Cisjordanie : ce n’est pas la promesse de souveraineté qui fait voter
Les électeurs, de trois communautés israéliennes situées au-delà de la Ligne verte, se sont rendus aux urnes en pensant à la sécurité et à la religion - pas à l'annexion
Alors que le Premier ministre Benjamin Netanyahu a promis, dans un ultime virage, d’étendre la souveraineté israélienne aux implantations s’il est réélu, il aurait été facile de s’imaginer que les Israéliens, en Cisjordanie, s’étaient rendus mardi aux urnes dans un élan nouveau – au vu de ce qui a paru comme une chance de cimenter le mouvement qu’ils ont contribué à construire.

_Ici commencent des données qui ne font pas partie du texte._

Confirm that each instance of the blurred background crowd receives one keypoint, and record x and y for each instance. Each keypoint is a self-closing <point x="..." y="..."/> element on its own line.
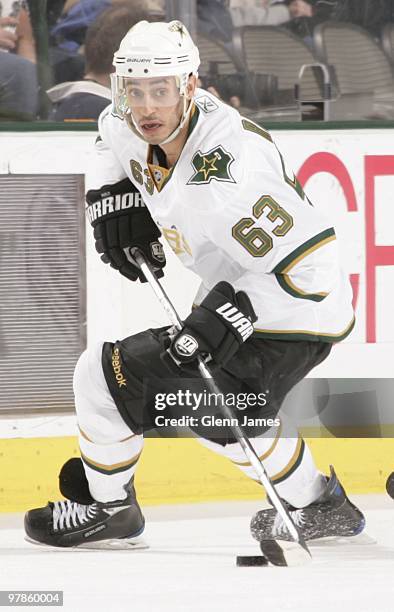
<point x="275" y="59"/>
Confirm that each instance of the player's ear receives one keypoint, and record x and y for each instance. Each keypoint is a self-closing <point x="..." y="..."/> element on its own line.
<point x="191" y="86"/>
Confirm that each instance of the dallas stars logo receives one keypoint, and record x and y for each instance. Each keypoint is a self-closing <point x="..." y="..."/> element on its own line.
<point x="213" y="165"/>
<point x="178" y="27"/>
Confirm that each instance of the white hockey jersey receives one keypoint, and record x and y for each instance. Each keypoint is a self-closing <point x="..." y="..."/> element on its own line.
<point x="231" y="210"/>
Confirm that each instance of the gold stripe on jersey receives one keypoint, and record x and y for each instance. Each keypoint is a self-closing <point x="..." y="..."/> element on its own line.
<point x="114" y="468"/>
<point x="250" y="126"/>
<point x="287" y="284"/>
<point x="293" y="464"/>
<point x="303" y="334"/>
<point x="282" y="268"/>
<point x="267" y="453"/>
<point x="303" y="250"/>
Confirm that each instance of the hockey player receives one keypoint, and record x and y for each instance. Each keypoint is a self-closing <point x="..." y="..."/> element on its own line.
<point x="218" y="190"/>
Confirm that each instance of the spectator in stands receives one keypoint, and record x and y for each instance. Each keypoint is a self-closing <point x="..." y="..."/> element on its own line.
<point x="18" y="77"/>
<point x="258" y="12"/>
<point x="214" y="19"/>
<point x="67" y="37"/>
<point x="306" y="14"/>
<point x="86" y="99"/>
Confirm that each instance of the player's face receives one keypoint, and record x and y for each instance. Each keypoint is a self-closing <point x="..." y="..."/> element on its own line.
<point x="156" y="106"/>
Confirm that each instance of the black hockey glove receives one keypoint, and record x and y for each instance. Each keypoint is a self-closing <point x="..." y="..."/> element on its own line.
<point x="121" y="222"/>
<point x="218" y="327"/>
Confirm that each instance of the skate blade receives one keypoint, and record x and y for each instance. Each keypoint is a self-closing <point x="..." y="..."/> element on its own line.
<point x="360" y="539"/>
<point x="137" y="543"/>
<point x="284" y="553"/>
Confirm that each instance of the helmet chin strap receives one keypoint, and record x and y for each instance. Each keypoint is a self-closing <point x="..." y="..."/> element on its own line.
<point x="185" y="116"/>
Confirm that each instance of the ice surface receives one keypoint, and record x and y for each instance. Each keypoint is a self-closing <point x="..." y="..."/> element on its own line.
<point x="190" y="566"/>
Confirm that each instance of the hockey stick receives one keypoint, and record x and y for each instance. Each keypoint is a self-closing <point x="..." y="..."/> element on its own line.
<point x="278" y="552"/>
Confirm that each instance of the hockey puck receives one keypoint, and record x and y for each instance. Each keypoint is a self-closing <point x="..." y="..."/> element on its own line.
<point x="390" y="485"/>
<point x="251" y="561"/>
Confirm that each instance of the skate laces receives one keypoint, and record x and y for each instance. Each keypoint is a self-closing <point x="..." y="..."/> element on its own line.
<point x="68" y="514"/>
<point x="297" y="516"/>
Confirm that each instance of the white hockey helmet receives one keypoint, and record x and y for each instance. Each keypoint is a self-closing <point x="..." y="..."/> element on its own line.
<point x="150" y="50"/>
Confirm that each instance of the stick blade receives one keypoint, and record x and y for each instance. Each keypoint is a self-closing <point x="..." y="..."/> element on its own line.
<point x="285" y="553"/>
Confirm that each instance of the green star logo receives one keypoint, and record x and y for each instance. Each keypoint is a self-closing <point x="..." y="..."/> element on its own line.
<point x="213" y="165"/>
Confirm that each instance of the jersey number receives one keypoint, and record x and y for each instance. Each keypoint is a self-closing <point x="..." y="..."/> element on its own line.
<point x="256" y="240"/>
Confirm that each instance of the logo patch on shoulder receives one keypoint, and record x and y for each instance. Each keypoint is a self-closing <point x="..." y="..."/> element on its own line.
<point x="206" y="104"/>
<point x="213" y="165"/>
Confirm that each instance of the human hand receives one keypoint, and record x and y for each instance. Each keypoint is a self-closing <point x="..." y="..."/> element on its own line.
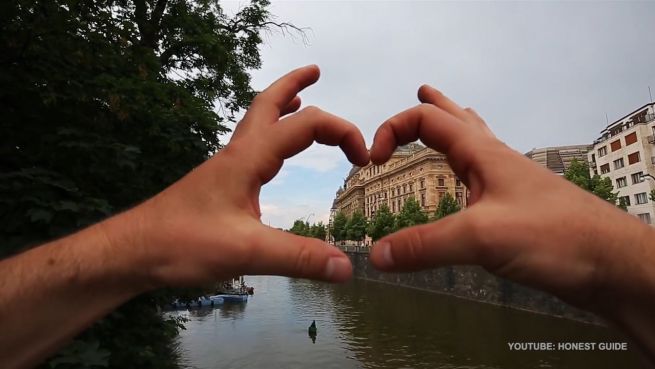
<point x="207" y="227"/>
<point x="524" y="222"/>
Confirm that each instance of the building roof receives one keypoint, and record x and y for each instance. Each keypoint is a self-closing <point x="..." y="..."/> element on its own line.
<point x="558" y="158"/>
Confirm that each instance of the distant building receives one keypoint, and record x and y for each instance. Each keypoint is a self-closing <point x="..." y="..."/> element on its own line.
<point x="624" y="153"/>
<point x="558" y="158"/>
<point x="412" y="171"/>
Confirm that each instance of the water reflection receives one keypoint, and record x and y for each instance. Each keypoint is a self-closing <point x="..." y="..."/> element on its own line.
<point x="370" y="325"/>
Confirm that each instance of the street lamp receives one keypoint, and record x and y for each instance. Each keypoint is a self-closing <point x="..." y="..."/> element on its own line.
<point x="307" y="218"/>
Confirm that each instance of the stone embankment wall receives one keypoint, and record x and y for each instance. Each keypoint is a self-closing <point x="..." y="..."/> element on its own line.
<point x="473" y="283"/>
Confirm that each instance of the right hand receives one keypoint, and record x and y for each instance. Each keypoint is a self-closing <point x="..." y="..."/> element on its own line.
<point x="523" y="223"/>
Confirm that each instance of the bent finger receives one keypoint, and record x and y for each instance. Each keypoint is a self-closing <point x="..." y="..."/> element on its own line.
<point x="435" y="127"/>
<point x="297" y="132"/>
<point x="430" y="95"/>
<point x="448" y="241"/>
<point x="270" y="104"/>
<point x="282" y="253"/>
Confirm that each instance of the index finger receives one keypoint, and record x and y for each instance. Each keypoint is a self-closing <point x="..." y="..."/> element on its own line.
<point x="268" y="105"/>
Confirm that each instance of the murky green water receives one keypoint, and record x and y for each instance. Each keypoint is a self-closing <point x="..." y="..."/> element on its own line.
<point x="371" y="325"/>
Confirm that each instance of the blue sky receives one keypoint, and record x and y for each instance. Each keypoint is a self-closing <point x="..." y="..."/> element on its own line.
<point x="540" y="73"/>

Mais qu’ils aient cru ou non aux paroles du Premier ministre, ostensiblement paniqué, prononcées lors d’une interview réalisée samedi soir, la question de l’annexion semble être en fait secondaire pour les citoyens vivant au-delà de la Ligne verte lorsqu’ils entrent dans l’isoloir.
« On parle en permanence d’annexion, d’évacuation. Finalement, je suis encore là… Il ne semble pas que quoi que ce soit doive changer », commente Yitzhak Kroter, un résident d’Ariel de 62 ans, à son arrivée dans un centre communautaire où il déposera un bulletin pour le Likud, comme il l’a toujours fait.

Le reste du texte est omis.